Par ailleurs, le fantastique inspire Maupassant très tôt,
dès ses premières nouvelles (La
main d'écorché et Le
docteur Héraclius Gloss) dans les années 1870 et
il n'y a pas accroissement du nombre des contes fantastiques au cours
des dernières années. Il faut y voir plutôt l'influence
du grand-père maternel de Maupassant, Paul le Poitevin, qui
s'est adonné aux sciences occultes, du climat de l'époque
qui voit le développement de l'hypnotisme et de tout ce qui
touche au psychisme et à son dérèglement, ainsi
que de la rencontre dans sa jeunesse du mystérieux poète
Swinburne chez lequel il découvre une main squelettique d'écorché,
ce qui lui inspirera deux contes, La
main d'écorché (1875) et La main (1883).
Le classement des oeuvres :
On peut distinguer
trois tendances, qui d'ailleurs ne sont pas exclusives entre elles
: les contes d'angoisse, qui laissent toujours un sentiment de malaise,
les contes de folie, mettant en jeu des personnages qui basculent
peu à peu dans la folie et les contes étranges, moins
violents que les précédents mais qui attirent tout de
même l'attention par les phénomènes étranges
et bizarres qu'ils relatent.
Les
contes d'angoisse :
Apparition,
le seul conte qui met véritablement en la présence d'un
spectre, sous la forme d'une jeune femme : « ... pourquoi ai-je
pris dans mes mains ses longs cheveux qui me donnèrent à
la peau une sensation de froid atroce comme si j'eusse manié
des serpents ? »
Sur
l'eau et La nuit, qui tournent au cauchemar.
Le
tic et Auprès
d'un mort, qui touchent à l'au-delà. Parmi les histoires
de revenant,
L'auberge
et Le
noyé.
Un
fou ?, inquiétante histoire de magnétisme et de
télékinésie.
La
peur (1882), La
peur (1884) , La
main, La
main d'écorché.
Qui
sait ?,
l'un des derniers contes, qui laisse planer des doutes sur l'intégrité
mentale de son auteur, de par la passivité face au surnaturel,
face à la normalité de l'anormalité.

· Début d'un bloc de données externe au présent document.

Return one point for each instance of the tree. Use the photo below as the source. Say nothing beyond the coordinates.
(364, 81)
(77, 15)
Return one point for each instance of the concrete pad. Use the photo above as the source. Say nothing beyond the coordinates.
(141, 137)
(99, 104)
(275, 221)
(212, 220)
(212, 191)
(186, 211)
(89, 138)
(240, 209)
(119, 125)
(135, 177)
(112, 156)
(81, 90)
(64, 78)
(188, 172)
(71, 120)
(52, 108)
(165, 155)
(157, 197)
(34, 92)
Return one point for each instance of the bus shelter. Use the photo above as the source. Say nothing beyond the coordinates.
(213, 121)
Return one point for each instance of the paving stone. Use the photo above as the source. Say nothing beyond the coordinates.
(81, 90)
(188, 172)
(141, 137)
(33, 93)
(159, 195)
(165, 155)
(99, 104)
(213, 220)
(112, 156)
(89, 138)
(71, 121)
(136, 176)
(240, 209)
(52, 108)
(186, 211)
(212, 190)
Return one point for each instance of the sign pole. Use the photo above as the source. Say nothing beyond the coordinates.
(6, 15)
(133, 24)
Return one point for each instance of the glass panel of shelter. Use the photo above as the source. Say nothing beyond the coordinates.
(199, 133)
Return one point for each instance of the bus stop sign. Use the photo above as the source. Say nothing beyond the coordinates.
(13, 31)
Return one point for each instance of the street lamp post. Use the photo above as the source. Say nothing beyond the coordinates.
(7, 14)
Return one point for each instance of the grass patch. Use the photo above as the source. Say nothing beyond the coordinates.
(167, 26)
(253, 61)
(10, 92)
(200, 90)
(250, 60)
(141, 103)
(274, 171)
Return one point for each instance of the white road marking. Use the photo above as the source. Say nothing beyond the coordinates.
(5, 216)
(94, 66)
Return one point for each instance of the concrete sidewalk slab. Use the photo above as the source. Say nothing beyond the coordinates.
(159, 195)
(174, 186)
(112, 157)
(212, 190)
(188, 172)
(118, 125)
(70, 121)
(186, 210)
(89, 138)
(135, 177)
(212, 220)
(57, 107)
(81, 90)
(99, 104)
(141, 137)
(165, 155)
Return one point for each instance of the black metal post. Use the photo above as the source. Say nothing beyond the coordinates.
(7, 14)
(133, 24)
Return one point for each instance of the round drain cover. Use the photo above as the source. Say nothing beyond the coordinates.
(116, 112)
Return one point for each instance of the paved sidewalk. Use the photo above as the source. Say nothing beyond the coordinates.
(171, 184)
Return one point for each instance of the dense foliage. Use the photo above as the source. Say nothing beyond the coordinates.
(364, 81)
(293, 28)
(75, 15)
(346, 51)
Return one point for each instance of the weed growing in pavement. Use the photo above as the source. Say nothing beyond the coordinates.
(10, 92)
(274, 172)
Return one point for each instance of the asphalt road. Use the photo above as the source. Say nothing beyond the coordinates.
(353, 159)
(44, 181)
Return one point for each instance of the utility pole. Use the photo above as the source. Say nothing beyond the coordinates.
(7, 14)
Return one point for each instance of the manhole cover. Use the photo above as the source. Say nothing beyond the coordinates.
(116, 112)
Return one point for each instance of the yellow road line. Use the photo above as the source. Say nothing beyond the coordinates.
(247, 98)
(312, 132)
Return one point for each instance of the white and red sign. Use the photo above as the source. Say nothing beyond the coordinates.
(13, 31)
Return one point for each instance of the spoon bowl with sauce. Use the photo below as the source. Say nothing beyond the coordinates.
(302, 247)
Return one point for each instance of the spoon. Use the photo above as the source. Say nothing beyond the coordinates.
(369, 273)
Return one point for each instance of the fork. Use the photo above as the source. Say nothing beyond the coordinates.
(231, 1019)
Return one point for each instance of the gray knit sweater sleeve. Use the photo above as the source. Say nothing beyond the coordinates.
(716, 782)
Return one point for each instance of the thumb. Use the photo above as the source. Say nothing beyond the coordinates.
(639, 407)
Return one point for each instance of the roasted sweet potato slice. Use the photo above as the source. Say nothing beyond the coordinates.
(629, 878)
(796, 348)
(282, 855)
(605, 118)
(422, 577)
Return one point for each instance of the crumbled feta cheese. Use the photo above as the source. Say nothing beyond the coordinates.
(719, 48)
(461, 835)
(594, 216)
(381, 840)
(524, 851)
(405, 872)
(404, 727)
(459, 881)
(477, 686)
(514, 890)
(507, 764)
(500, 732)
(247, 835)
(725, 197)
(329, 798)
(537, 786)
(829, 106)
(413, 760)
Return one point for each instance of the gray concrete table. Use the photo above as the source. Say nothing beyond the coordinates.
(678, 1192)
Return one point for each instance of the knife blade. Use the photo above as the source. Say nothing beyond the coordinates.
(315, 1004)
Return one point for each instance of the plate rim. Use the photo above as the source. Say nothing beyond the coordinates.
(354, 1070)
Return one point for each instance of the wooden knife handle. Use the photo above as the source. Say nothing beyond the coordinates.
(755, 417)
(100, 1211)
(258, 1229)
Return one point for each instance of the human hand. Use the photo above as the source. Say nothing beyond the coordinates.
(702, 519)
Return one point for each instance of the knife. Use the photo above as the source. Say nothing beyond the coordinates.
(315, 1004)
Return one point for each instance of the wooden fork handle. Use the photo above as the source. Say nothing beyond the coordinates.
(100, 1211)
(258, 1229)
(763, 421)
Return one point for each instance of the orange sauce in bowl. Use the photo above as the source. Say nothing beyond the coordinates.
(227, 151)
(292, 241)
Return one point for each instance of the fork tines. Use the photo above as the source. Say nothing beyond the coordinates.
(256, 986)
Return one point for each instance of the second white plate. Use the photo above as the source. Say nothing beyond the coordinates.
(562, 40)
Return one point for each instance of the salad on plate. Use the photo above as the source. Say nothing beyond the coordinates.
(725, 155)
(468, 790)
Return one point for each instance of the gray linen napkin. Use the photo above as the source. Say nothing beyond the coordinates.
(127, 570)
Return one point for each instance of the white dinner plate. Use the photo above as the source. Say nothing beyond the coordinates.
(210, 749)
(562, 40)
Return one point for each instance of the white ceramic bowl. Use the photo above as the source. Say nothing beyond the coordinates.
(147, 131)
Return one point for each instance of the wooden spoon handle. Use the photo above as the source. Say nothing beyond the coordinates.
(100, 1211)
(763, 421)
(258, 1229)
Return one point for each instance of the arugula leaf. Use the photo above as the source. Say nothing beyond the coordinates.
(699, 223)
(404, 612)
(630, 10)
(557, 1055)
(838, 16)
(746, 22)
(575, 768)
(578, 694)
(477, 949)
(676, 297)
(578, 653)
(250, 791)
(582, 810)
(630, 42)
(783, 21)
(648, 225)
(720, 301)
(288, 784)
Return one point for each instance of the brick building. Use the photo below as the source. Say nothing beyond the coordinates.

A lire absolument,
notamment le passage sur l'animation des meubles sur lequel Tzvetan
Todorov a écrit (Introduction à la littérature
fantastique) : « L'évènement surnaturel, point
de départ de la nouvelle, est l'animation subite et étrange
des meubles d'une maison. Il n'y a aucune logique dans le comportement
des meubles et devant ce phénomène, nous nous demandons
moins ce qu'il veut dire que nous ne sommes frappés
par l'étrangeté du fait même. Ce n'est pas l'animation
des meubles qui compte tellement mais le fait que quelqu'un ait pu
l'imaginer et le vivre ».
Enfin, Le Horla, et sa
première version, l'un des contes les plus célèbres
et incontournables de Maupassant, que l'on peut aussi ranger dans
les contes de folie.
Les contes de folie :
Un
fou, qui raconte comment un vieux magistrat, insoupçonnable,
et par là au-dessus des lois, sombre dans la folie meurtrière.
Lui
?, Lettre
d'un fou, Le
Horla et sa première version, l'obsession d'une présence
invisible qui tourne à l'être invisible et surnaturel.
Le
docteur Héraclius Gloss, qui sous une fable quelque peu
ironique montre déjà la présence du double.
Rêves,
qui décrit les vertus de l'éther dont Maupassant a quelque
peu abusé pour alléger ses souffrances.
La
chevelure (adoration morbide), L'homme
de Mars (hallucinations), Un
cas de divorce, Menuet,
Denis.
Madame
Hermet, qui n'ose pas voir son fils, malade, et qui devient folle
à sa mort. « Les fous m'attirent », écrit
Maupassant.
L'auberge,
déjà dans les contes d'angoisse, où la terreur
cède la place à la folie.
L'endormeuse,
conte délirant et onirique, sur les suicidés et le suicide.
Les contes étranges :
Magnétisme,
télépathie.
La
légende du Mont Saint-Michel, petites histoires entre Saint
Michel et Satan.
Conte
de Noël, envoûtement et hypnose.
La
mère aux monstres, ou comment gagner sa vie en mettant
au monde des êtres difformes, prêts pour la foire aux
monstres.
L'inconnue,
femme troublante et ensorcelante.
Sur
les chats, Le
loup, l'étrange dû aux animaux.
La morte,
promenade dans un cimetière, parmi les vertus et les mérites
des disparus, inscrits sur leur pierre tombale...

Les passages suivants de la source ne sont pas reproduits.